Now the real fun begins! Click the eyeball icon to the left of all the layers except the new one with just your subjects and you will see everything else disappear.
Pause for a moment and consider what is happening here. Your computer now sees the image not as one cohesive whole, with two people in front of a meadow, but as two distinct layers. One is a layer with just the people and the other layer below that is the background (the meadow). Technically there is a third layer, the locked background layer, but we’re ignoring that since we don’t do anything with it.
To move the people to a different location all you have to do is insert an image as a new layer and place it below the layer with just the people. For this example, I’m going to put the couple in front of a photo I took with some trees and a bridge crossing a stream.

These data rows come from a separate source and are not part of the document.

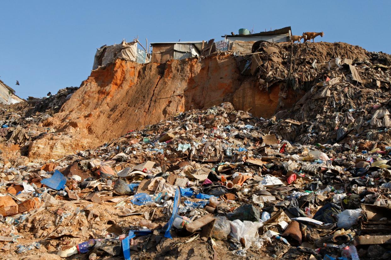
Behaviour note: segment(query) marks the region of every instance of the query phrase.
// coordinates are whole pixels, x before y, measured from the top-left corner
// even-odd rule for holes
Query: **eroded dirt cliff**
[[[161,64],[117,60],[93,71],[59,113],[44,123],[58,134],[34,141],[29,157],[58,159],[180,112],[225,101],[237,109],[269,117],[280,93],[279,85],[261,90],[255,77],[241,75],[232,55]],[[297,96],[290,95],[285,105]]]
[[[291,108],[323,79],[317,78],[321,71],[327,77],[330,66],[337,65],[335,58],[362,62],[379,58],[342,42],[265,42],[256,53],[215,53],[164,64],[118,59],[93,71],[59,112],[43,122],[56,133],[34,141],[29,157],[61,158],[181,112],[224,102],[268,118]]]

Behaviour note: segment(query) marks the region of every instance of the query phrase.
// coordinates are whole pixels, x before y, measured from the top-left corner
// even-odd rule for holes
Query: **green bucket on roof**
[[[247,29],[244,29],[242,28],[242,29],[239,29],[239,34],[243,34],[244,35],[248,35],[250,34],[250,31]]]

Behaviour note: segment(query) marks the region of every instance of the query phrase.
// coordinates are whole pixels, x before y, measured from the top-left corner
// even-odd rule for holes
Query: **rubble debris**
[[[2,158],[0,250],[8,258],[389,256],[389,57],[342,48],[321,55],[324,43],[258,44],[261,87],[303,94],[271,118],[225,102],[55,161]],[[32,101],[2,109],[4,142],[27,146],[47,134],[39,127],[58,108],[55,96],[43,100],[47,113],[32,113],[43,107]]]

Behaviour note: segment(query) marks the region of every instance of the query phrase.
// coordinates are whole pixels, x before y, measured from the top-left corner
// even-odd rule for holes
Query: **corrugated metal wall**
[[[9,104],[11,101],[9,90],[2,84],[0,84],[0,102],[5,104]]]
[[[176,44],[174,46],[174,60],[182,60],[199,55],[192,44]]]
[[[282,42],[289,41],[289,37],[287,34],[280,34],[280,35],[271,35],[264,36],[244,36],[243,37],[227,37],[227,39],[230,41],[267,41],[268,42]]]

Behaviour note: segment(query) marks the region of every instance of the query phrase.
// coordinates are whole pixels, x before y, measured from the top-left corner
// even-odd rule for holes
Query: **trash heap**
[[[0,173],[0,250],[389,259],[388,140],[300,145],[264,130],[298,125],[289,120],[224,103],[43,165],[9,165]]]
[[[43,134],[55,131],[43,126],[43,122],[59,110],[77,88],[60,89],[56,95],[42,99],[30,97],[27,101],[0,107],[0,138],[9,146],[28,147],[31,142]]]
[[[390,56],[256,47],[243,74],[303,94],[271,118],[223,103],[43,164],[0,158],[4,258],[389,259]],[[3,141],[52,132],[74,90],[3,107]]]

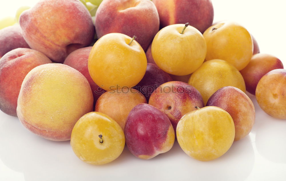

In Photoshop you can drag and drop images directly into your composition or use the “File > Place” command. When I insert the image of the bridge into the document with the couple I now have a new layer that I can manipulate like all the rest. You can also start to see the vertical structure of layers and how they are mixed together.
The Layers panel functions from a top-down perspective in that whatever layer is at the top of the panel is literally the top-most layer in the entire composition. Layers below it are arranged in descending order. In this example, it’s essential that the layer with the two people appears as the top-most layer in the Layer panel itself, followed immediately by the new background.
Voila! The couple now appears in an entirely different location, all with just a few mouse clicks in Photoshop. If you are still trying to wrap your head around the concept of layers, here’s an extruded view of what you are seeing in the above image.
I could remove the bottom layer entirely but I left it in place because I don’t like to delete any layers when making a composite image like this. You never know when you might need to go fetch an errant strand of hair that you overlooked from the original layer, or use it for a bit of color correction later on down the line. If I want I can add more pieces to this image just by using layers and stacking things on top of each other, and using layer masks to refine and edit things even more.
You can also edit the new background separately from the people such as adding a blur effect or desaturating it slightly. If you convert to a Smart Object any editing you do on that layer can be altered or changed later. But if you apply it directly to the layer it cannot. Make sure to match color balance when combining images for a more realistic look.
This type of switch-out-the-background edit is just a small taste of what you can do when using layers in Photoshop. Add empty layers by going to “Layer > New > Layer” and then using the Brush or other tools to start creating in them. You can re-order layers by clicking and dragging them up and down in the Layers panel. You can show and hide layers, adjust the opacity of a given layer, choose how one blends with the layers below it, and even create special Adjustment Layers that you can use to edit colors and add effects to other layers.
I have only scratched the surface of what layers are capable of doing. Hopefully this gives you a basic understanding of what this powerful feature is all about. Do you have any tips or tricks for using layers that I missed? Please share them in the comments section below.